You will also provide support QA activities during regulatory inspections, build solid working relationships with business stakeholders, and drive quality improvement of overall processes.
About This Role
This role is primarily aligned to Good Clinical Practices (GCP).
You will lead key activities to progress your career, which include:
* Planning, leading, and conducting routine and complex Quality Assurance audits of GSK studies, systems, processes, and external vendors to assess compliance with GCP and GSK policies/procedures, and applicable local regulations.
* Documenting objective and process-oriented audit findings in an audit report and obtaining robust CAPAs to address the findings and their root causes in a timely manner.
* Reporting and presenting findings from audits to relevant stakeholders and providing advice on compliance, quality improvement, and risk assessments.

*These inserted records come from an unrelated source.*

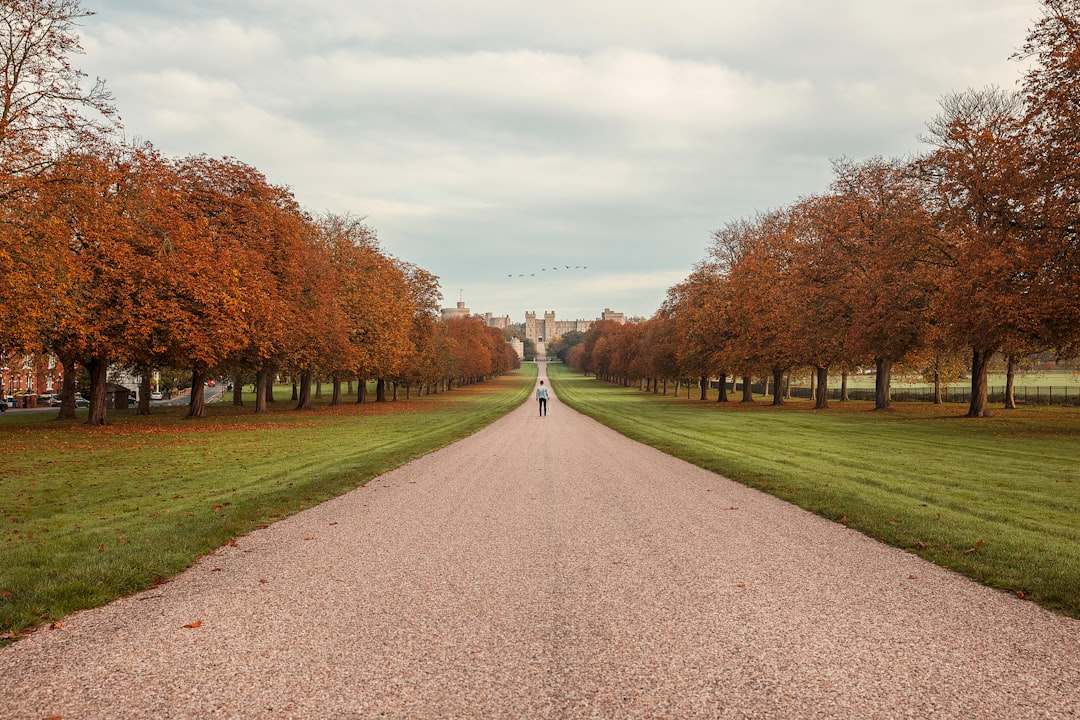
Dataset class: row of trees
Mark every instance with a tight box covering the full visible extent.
[0,0,517,424]
[573,0,1080,417]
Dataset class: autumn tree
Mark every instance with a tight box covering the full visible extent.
[0,0,116,179]
[921,89,1035,418]
[831,158,945,410]
[1003,0,1080,354]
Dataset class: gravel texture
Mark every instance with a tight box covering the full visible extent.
[0,370,1080,720]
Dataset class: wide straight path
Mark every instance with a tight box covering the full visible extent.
[0,366,1080,720]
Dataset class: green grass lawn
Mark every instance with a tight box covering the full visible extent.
[0,364,537,643]
[548,365,1080,617]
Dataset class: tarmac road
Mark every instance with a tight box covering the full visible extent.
[0,365,1080,720]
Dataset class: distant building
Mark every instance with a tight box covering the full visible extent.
[525,308,626,342]
[484,313,511,330]
[443,300,472,320]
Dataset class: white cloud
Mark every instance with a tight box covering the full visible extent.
[76,0,1038,316]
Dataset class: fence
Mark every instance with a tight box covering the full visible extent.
[773,383,1080,405]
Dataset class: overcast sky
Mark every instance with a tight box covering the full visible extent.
[76,0,1040,322]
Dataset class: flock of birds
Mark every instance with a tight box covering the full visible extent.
[507,266,589,277]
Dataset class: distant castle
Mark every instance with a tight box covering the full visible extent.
[525,308,626,342]
[443,301,626,342]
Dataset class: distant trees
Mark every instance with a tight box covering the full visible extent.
[570,0,1080,417]
[0,0,517,424]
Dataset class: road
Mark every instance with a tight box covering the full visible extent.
[0,365,1080,719]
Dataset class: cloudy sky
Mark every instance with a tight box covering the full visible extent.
[77,0,1040,322]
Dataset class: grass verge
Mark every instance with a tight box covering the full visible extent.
[548,364,1080,617]
[0,364,537,643]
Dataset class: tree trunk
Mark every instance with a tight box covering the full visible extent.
[1005,355,1016,410]
[813,365,828,410]
[740,375,754,403]
[187,366,206,419]
[293,370,314,410]
[86,357,109,425]
[135,366,153,415]
[874,357,892,410]
[968,348,994,418]
[56,355,77,420]
[232,372,244,407]
[255,370,270,415]
[772,367,784,405]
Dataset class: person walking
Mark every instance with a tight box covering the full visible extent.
[537,380,548,417]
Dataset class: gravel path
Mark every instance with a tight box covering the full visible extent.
[0,370,1080,720]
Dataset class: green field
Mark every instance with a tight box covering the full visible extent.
[0,365,537,643]
[548,364,1080,617]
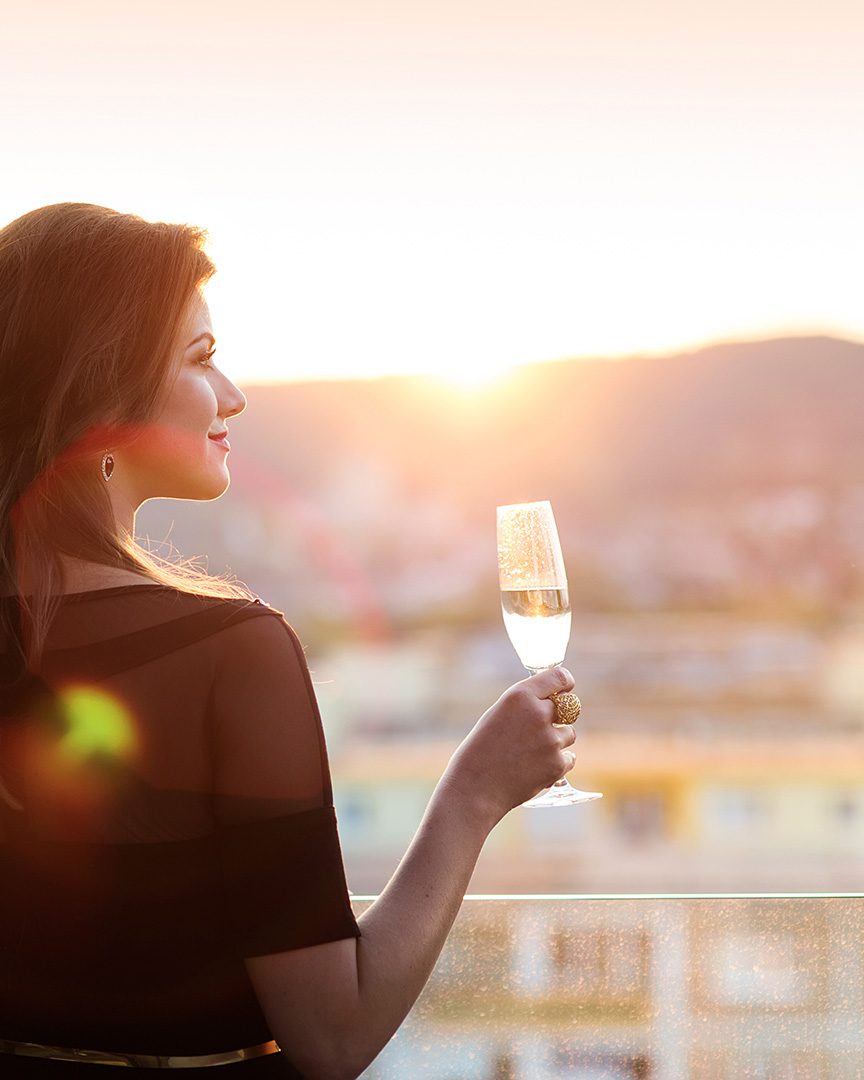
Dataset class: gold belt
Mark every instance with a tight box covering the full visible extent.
[0,1039,279,1069]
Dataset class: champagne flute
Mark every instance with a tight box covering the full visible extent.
[498,502,602,807]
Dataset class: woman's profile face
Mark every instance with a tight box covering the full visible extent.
[109,296,246,507]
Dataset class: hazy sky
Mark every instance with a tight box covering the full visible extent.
[0,0,864,382]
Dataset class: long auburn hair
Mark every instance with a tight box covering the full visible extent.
[0,203,247,669]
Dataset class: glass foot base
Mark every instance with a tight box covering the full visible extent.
[522,780,603,807]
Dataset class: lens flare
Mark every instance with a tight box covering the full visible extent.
[57,686,136,764]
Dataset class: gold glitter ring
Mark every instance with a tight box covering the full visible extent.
[552,693,582,724]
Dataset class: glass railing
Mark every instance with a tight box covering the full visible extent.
[356,894,864,1080]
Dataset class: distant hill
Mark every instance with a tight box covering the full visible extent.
[139,337,864,626]
[232,337,864,503]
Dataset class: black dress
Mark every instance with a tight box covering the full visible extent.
[0,584,359,1080]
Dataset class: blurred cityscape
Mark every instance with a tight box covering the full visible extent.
[138,338,864,894]
[363,897,864,1080]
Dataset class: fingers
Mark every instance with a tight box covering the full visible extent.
[525,667,576,698]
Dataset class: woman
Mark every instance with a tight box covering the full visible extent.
[0,203,575,1080]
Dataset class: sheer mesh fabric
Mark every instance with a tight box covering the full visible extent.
[0,585,357,1062]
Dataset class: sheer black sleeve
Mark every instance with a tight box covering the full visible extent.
[210,612,359,956]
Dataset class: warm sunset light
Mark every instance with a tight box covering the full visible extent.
[0,0,864,382]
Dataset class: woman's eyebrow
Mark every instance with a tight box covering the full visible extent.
[186,334,216,349]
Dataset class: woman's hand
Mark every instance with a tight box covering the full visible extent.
[247,669,576,1080]
[442,667,576,828]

* Supporting regulatory inspections for related authority inspections of GSK.
* Maintaining an up-to-date and in-depth knowledge of appropriate national and international GCP legislation and guidelines and relevant GSK processes and procedures.
Requirements
To be successful in this role, you should have:
* A Bachelor's degree in a related Health Science field or equivalent.

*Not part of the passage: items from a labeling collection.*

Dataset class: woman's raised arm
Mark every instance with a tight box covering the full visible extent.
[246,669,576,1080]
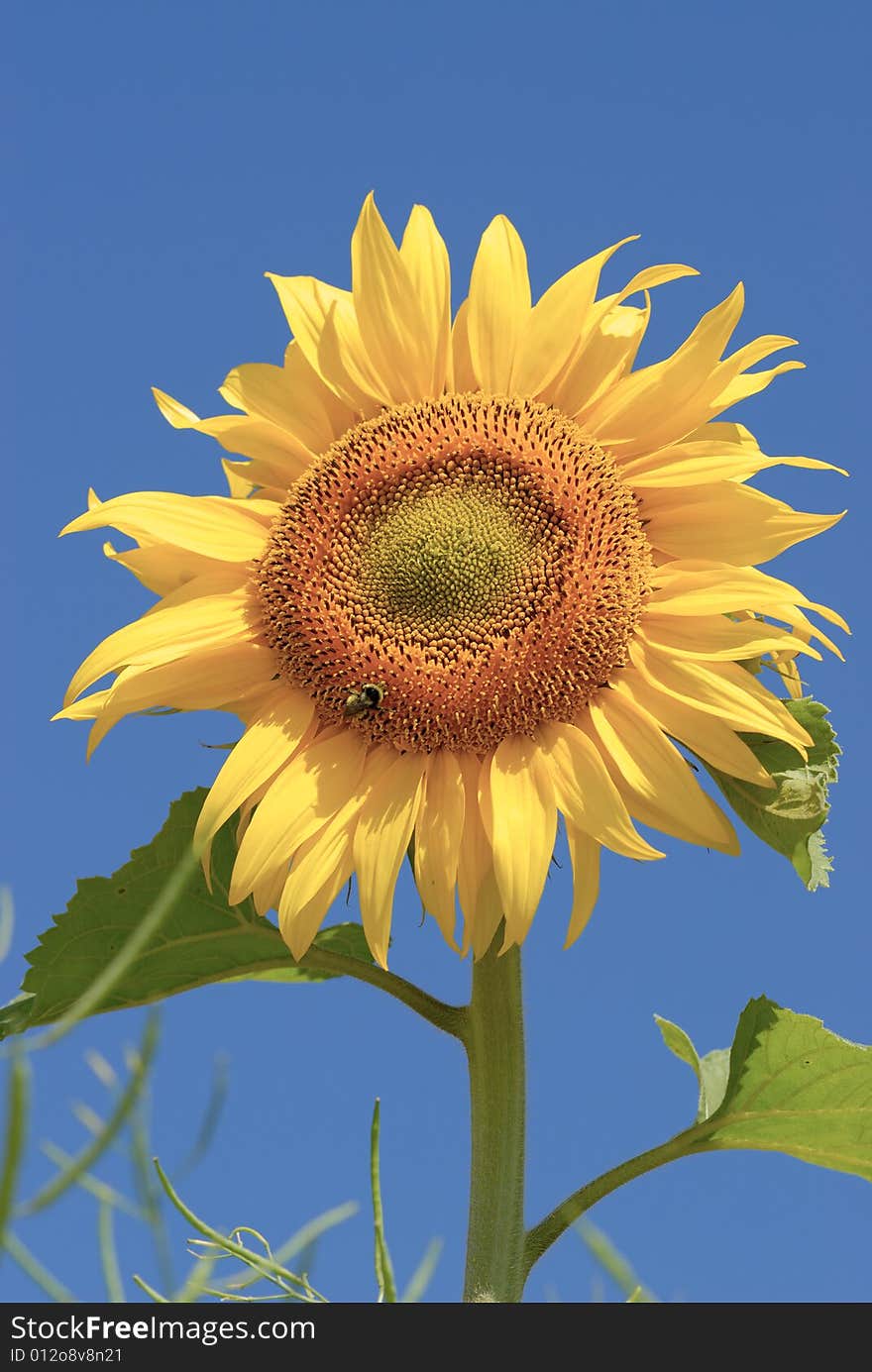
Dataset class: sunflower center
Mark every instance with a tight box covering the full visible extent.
[256,395,651,752]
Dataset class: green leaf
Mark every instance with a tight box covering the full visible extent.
[654,1015,729,1119]
[524,997,872,1272]
[701,697,842,891]
[0,789,373,1038]
[661,997,872,1181]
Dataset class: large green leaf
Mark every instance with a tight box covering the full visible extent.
[0,789,373,1038]
[661,997,872,1181]
[524,997,872,1272]
[705,698,840,891]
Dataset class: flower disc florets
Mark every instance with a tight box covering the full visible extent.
[256,393,652,753]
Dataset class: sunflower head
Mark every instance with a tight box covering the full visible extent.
[55,196,844,962]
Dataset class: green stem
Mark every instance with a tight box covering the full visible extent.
[463,930,526,1304]
[523,1127,704,1279]
[301,947,466,1037]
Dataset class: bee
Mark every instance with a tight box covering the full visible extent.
[342,682,387,719]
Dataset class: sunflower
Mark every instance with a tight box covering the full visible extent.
[61,196,846,965]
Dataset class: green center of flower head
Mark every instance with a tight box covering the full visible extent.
[254,393,651,753]
[359,474,555,632]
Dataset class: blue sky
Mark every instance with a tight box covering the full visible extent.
[0,0,872,1302]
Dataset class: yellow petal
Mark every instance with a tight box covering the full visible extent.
[221,342,356,461]
[620,441,847,491]
[554,303,651,424]
[590,690,739,853]
[457,753,502,958]
[563,824,600,948]
[630,639,812,756]
[451,300,480,392]
[399,204,452,395]
[512,235,637,396]
[51,690,110,724]
[538,724,663,860]
[64,579,256,705]
[229,727,366,905]
[103,542,227,595]
[355,753,426,967]
[552,263,698,416]
[88,644,276,758]
[278,748,395,958]
[585,285,744,457]
[278,831,353,962]
[490,737,558,944]
[60,491,268,563]
[193,685,314,848]
[643,481,846,566]
[467,214,530,395]
[647,559,850,632]
[151,387,309,484]
[637,613,821,663]
[415,749,464,948]
[352,192,433,402]
[613,667,775,787]
[267,271,388,410]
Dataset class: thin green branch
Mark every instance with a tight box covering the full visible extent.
[97,1201,125,1305]
[133,1272,170,1305]
[40,1143,145,1219]
[0,1052,30,1251]
[29,848,199,1052]
[153,1158,324,1301]
[300,948,466,1038]
[370,1098,397,1305]
[17,1015,158,1214]
[3,1229,75,1305]
[524,1127,698,1276]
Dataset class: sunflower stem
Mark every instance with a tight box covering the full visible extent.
[463,930,526,1304]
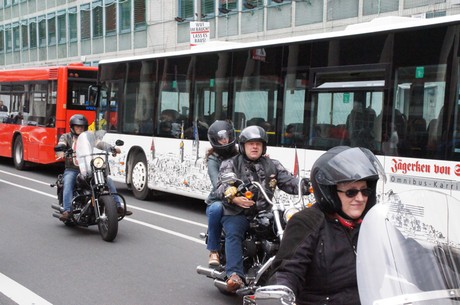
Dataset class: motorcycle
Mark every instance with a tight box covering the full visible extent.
[50,131,126,241]
[243,190,460,305]
[196,173,314,296]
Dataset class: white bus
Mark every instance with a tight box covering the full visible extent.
[97,15,460,199]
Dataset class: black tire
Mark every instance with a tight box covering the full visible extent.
[97,195,118,241]
[13,136,26,170]
[130,153,151,200]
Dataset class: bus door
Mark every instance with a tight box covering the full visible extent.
[307,65,388,152]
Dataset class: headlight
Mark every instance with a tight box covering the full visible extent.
[283,207,299,223]
[93,157,105,169]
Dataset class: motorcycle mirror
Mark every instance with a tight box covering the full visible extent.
[222,173,238,184]
[54,144,66,152]
[246,285,295,305]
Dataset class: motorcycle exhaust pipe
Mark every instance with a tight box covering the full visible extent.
[51,204,63,212]
[196,266,225,280]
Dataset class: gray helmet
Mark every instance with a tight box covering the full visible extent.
[310,146,385,218]
[69,114,88,135]
[238,125,268,156]
[208,120,236,158]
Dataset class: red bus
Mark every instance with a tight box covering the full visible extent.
[0,64,97,170]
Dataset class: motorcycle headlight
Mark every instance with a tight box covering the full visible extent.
[283,207,299,223]
[93,157,105,169]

* Experience in the pharmaceutical industry and/or quality assurance.
* Previous experience in Good Clinical Practice (GCP).
* Auditing experience in the area related to Good Clinical Practice and/or experience as a Clinical Research Associate.

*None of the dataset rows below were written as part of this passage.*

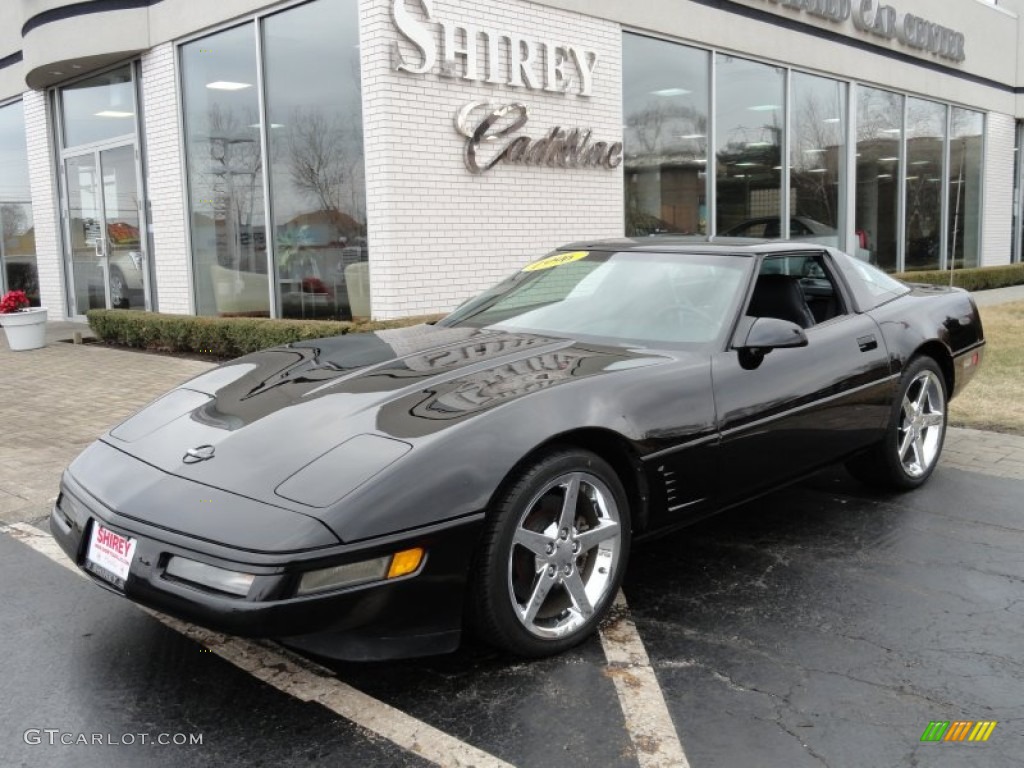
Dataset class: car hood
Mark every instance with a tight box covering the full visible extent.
[101,326,668,511]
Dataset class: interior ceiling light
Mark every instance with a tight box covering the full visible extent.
[206,80,253,91]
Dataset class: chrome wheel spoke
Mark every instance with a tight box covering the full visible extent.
[562,568,594,618]
[913,385,932,414]
[558,474,580,531]
[512,527,552,557]
[899,429,913,459]
[520,572,556,624]
[903,397,918,424]
[577,520,620,552]
[913,434,927,469]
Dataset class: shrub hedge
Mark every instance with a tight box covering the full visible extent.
[893,263,1024,291]
[91,309,442,358]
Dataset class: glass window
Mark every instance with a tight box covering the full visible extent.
[623,34,711,237]
[854,87,903,271]
[790,72,846,248]
[947,106,985,269]
[263,0,370,318]
[715,55,784,237]
[903,98,946,269]
[0,101,39,306]
[60,65,135,146]
[181,24,268,316]
[441,252,755,344]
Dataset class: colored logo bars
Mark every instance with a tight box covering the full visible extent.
[921,720,998,741]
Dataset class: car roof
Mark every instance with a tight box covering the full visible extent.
[558,234,823,256]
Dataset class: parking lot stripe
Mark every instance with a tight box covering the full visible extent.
[0,522,512,768]
[600,591,690,768]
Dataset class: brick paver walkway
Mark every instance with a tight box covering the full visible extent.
[0,315,1024,522]
[0,334,211,522]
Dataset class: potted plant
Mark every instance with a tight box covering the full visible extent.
[0,291,46,351]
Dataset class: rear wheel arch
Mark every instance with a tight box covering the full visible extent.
[906,340,956,400]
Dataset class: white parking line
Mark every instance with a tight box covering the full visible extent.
[0,522,513,768]
[6,522,690,768]
[601,592,690,768]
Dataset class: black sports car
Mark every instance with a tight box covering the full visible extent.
[51,239,984,659]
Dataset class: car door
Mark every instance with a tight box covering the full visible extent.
[712,252,893,502]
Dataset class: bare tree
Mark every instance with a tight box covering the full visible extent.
[285,106,362,220]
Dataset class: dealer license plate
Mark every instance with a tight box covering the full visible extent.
[85,521,137,590]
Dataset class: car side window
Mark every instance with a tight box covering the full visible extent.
[746,253,847,328]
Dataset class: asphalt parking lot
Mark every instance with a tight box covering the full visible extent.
[0,321,1024,768]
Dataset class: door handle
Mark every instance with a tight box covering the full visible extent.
[857,334,879,352]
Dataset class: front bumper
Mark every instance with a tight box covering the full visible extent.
[50,474,482,660]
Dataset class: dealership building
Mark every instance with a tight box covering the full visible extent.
[0,0,1024,319]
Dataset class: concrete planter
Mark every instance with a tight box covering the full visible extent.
[0,307,46,351]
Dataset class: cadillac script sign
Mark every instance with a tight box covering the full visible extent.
[391,0,623,174]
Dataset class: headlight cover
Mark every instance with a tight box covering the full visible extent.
[164,555,256,597]
[296,547,426,595]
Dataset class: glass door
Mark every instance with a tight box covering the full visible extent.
[65,144,148,314]
[65,153,110,314]
[99,144,147,309]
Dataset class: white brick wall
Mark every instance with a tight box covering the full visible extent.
[981,112,1015,266]
[23,91,68,321]
[359,0,623,318]
[142,43,193,314]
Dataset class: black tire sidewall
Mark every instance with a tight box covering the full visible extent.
[474,449,630,657]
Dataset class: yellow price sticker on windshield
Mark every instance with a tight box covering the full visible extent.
[522,251,590,272]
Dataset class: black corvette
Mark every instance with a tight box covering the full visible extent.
[50,239,984,658]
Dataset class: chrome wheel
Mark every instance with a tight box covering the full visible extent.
[846,355,946,490]
[508,472,623,639]
[896,370,946,478]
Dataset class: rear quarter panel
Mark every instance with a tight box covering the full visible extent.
[868,285,985,397]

* Knowledge of global, regional, and national regulatory requirements and regulations.
* Excellent verbal, written communication, and presentation skills.
* Demonstrated analytical skills.
* Ability and desire for frequent domestic and international travel (approximately 25-40%).
PREFERRED QUALIFICATIONS
If you have the following characteristics, it would be a plus:
* Good knowledge of the drug development and clinical processes.
* Demonstrated experience interacting with regulatory agencies.
* Demonstrated ability to manage global projects and programs, which can contain regional focus/drivers in a culturally diverse organization.
* Audit experience in Good Pharmacovigilance Practice and/or Good Laboratory Practice.